I sort of took that for granted because of it being table stakes for using the FBA correctly.

There’s no reason why I should need to provide an intermediate location for the FBA itself to live. That could be elided, and it would go on the stack, without a way to reference it, which I don’t happen to need.

There’s no “footgun” between the three-line and the two-line version of the code, the only difference is that Zig doesn’t happen to recognize what’s going on, yet. It easily could.

This is an extension of what I was describing by a single line, yes. It happens that doing this is useless, because you can’t continue to use the allocator, but that’s the only difference.

That was my central point, in fact. Specifically, I think the RLS calculation should be able to take into consideration the use of a value as mutable. If it’s legal to make that value a var, then it should cast it to one.

It might be worth revisiting that decision, though.

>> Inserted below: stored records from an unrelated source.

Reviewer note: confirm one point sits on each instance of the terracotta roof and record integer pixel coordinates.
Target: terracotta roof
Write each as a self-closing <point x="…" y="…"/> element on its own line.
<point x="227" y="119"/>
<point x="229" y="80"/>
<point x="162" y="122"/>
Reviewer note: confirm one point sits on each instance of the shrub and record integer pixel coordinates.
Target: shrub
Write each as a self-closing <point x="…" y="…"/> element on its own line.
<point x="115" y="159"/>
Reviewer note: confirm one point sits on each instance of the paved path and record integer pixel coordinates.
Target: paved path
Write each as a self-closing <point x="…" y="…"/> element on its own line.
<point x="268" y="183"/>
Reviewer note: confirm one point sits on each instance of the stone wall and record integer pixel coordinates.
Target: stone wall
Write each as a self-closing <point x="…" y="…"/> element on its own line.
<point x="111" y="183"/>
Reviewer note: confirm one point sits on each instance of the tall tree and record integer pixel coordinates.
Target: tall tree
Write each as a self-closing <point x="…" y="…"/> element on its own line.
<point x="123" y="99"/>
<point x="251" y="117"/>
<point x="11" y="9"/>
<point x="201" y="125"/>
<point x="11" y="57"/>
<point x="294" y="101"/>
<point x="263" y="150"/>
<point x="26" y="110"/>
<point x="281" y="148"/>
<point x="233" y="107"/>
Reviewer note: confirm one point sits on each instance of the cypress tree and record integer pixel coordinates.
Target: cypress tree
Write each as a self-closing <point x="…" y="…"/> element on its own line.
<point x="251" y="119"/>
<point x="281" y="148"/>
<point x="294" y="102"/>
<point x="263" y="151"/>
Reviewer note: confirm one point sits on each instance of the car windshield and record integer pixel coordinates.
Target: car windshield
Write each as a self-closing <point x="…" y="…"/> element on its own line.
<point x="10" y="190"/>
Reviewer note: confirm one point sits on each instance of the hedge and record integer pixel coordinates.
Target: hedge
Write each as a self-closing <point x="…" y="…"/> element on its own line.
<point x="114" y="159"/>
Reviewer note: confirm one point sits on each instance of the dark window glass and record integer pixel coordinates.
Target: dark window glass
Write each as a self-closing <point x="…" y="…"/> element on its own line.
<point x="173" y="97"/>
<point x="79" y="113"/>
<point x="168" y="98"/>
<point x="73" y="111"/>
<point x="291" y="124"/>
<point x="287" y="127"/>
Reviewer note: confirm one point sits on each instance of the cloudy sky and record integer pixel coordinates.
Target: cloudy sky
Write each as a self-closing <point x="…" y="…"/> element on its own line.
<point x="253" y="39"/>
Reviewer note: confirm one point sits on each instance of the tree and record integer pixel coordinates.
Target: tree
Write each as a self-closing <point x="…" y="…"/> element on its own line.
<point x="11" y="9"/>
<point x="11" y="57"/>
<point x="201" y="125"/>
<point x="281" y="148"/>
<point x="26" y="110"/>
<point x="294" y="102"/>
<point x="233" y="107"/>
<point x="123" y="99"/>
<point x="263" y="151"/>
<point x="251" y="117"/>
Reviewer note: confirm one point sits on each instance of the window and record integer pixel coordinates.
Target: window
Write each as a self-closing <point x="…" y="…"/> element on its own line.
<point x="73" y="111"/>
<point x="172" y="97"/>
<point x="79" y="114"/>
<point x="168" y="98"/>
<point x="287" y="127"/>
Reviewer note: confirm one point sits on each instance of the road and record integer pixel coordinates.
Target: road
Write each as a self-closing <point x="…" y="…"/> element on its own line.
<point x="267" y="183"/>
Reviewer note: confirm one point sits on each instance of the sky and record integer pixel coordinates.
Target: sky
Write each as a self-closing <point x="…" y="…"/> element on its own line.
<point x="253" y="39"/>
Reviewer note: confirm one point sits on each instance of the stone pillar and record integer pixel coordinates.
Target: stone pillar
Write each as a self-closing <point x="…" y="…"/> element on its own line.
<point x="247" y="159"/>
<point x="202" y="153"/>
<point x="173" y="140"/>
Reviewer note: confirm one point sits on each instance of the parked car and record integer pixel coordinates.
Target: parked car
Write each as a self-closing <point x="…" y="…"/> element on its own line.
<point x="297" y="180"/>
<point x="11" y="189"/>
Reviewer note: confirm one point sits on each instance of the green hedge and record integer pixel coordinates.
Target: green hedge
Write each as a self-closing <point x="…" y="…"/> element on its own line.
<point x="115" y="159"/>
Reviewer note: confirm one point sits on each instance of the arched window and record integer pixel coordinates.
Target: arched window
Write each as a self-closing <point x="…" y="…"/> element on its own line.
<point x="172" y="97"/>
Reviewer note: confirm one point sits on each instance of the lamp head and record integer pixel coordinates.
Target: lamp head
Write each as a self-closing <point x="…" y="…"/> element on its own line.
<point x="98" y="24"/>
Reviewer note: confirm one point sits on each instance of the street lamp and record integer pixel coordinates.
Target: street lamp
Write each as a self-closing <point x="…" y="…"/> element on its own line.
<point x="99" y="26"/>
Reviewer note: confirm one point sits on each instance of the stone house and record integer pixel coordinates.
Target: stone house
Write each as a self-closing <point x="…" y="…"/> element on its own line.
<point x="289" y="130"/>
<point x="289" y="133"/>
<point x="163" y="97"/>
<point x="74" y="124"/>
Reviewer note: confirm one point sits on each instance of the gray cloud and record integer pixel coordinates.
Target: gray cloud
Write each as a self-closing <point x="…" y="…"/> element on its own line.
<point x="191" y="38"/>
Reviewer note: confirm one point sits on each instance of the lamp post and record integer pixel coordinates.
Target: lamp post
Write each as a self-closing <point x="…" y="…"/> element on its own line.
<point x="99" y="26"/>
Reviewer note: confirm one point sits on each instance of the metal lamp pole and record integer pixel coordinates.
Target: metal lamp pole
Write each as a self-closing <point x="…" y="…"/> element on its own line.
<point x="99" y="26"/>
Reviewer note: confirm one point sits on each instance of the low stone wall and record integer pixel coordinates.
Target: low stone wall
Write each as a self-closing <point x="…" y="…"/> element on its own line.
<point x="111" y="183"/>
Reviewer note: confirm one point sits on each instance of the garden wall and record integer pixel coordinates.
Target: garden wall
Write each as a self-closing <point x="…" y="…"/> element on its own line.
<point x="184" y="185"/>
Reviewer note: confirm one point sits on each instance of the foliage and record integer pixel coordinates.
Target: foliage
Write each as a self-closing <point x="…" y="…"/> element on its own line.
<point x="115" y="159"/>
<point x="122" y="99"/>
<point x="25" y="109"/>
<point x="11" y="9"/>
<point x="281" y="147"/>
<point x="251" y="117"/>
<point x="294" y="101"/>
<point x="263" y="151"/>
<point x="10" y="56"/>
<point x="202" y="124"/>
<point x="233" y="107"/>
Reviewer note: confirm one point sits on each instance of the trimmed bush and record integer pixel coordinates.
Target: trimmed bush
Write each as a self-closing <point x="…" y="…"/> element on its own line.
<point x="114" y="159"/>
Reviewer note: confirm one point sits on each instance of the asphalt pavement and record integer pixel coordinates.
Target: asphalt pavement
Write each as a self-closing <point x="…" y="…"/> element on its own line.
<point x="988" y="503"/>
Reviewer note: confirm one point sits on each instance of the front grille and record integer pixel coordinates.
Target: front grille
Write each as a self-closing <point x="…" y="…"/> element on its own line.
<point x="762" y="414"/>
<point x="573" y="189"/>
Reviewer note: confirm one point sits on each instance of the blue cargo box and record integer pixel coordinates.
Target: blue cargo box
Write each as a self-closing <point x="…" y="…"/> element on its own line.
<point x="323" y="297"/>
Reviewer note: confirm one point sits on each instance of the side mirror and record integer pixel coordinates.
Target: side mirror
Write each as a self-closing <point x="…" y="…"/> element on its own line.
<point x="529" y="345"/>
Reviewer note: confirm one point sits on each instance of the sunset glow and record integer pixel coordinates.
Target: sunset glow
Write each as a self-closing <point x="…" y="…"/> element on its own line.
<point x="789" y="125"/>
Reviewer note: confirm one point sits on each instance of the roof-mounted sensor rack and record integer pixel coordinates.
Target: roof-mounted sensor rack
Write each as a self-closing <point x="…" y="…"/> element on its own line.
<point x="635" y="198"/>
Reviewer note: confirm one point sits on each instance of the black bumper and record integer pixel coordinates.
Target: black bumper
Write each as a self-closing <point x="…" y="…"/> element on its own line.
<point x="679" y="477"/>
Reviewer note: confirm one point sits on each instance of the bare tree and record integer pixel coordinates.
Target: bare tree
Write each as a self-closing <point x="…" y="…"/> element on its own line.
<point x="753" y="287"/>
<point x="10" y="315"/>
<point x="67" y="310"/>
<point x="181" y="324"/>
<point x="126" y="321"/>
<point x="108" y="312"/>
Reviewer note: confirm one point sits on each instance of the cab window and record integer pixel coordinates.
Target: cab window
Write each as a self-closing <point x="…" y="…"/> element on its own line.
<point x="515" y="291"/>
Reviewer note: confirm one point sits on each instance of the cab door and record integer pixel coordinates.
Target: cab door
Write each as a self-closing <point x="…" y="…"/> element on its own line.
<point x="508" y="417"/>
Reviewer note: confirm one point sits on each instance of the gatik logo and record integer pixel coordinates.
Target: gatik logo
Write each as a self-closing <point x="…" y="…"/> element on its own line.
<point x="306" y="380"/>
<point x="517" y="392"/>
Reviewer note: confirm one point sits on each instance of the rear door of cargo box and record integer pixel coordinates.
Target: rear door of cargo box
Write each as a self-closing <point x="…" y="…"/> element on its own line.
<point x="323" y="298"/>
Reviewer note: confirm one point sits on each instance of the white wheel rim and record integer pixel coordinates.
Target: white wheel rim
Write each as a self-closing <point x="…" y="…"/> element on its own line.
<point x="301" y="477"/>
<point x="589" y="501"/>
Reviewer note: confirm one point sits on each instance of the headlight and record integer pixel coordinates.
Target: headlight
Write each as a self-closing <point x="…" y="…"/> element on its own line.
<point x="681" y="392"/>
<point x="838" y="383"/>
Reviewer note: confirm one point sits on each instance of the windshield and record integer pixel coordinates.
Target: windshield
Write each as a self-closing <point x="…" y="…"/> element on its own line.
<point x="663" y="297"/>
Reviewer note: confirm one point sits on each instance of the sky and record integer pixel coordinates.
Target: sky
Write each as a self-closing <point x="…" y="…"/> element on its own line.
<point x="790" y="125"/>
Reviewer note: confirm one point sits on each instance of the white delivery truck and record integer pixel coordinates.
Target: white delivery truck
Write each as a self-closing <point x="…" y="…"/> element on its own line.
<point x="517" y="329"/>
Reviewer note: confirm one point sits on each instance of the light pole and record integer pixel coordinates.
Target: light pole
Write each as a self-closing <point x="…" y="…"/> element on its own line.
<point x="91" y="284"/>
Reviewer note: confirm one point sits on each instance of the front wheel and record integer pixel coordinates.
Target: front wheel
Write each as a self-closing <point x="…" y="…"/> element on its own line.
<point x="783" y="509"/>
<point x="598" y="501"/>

If the RLS system is flexible enough to default to const but cast to var if the result demands it, then the var version isn’t going anywhere but the stack. The const one can be put anywhere, although I can’t imagine that actually applying to this example.

Zig isn’t a garbage collected language, so if a method chain produced some mutable temporaries, we know they aren’t getting GC’d upon because of a lack of assignment to a variable. So there’s nowhere else to put them other than on the stack. I don’t see a compelling reason why there can’t be stack allocations without a symbol pointing to that allocation. It isn’t “hidden” if it’s a clear consequence of the code.

Those would have the same scope as everything around them. In the example I gave this would create no new problems.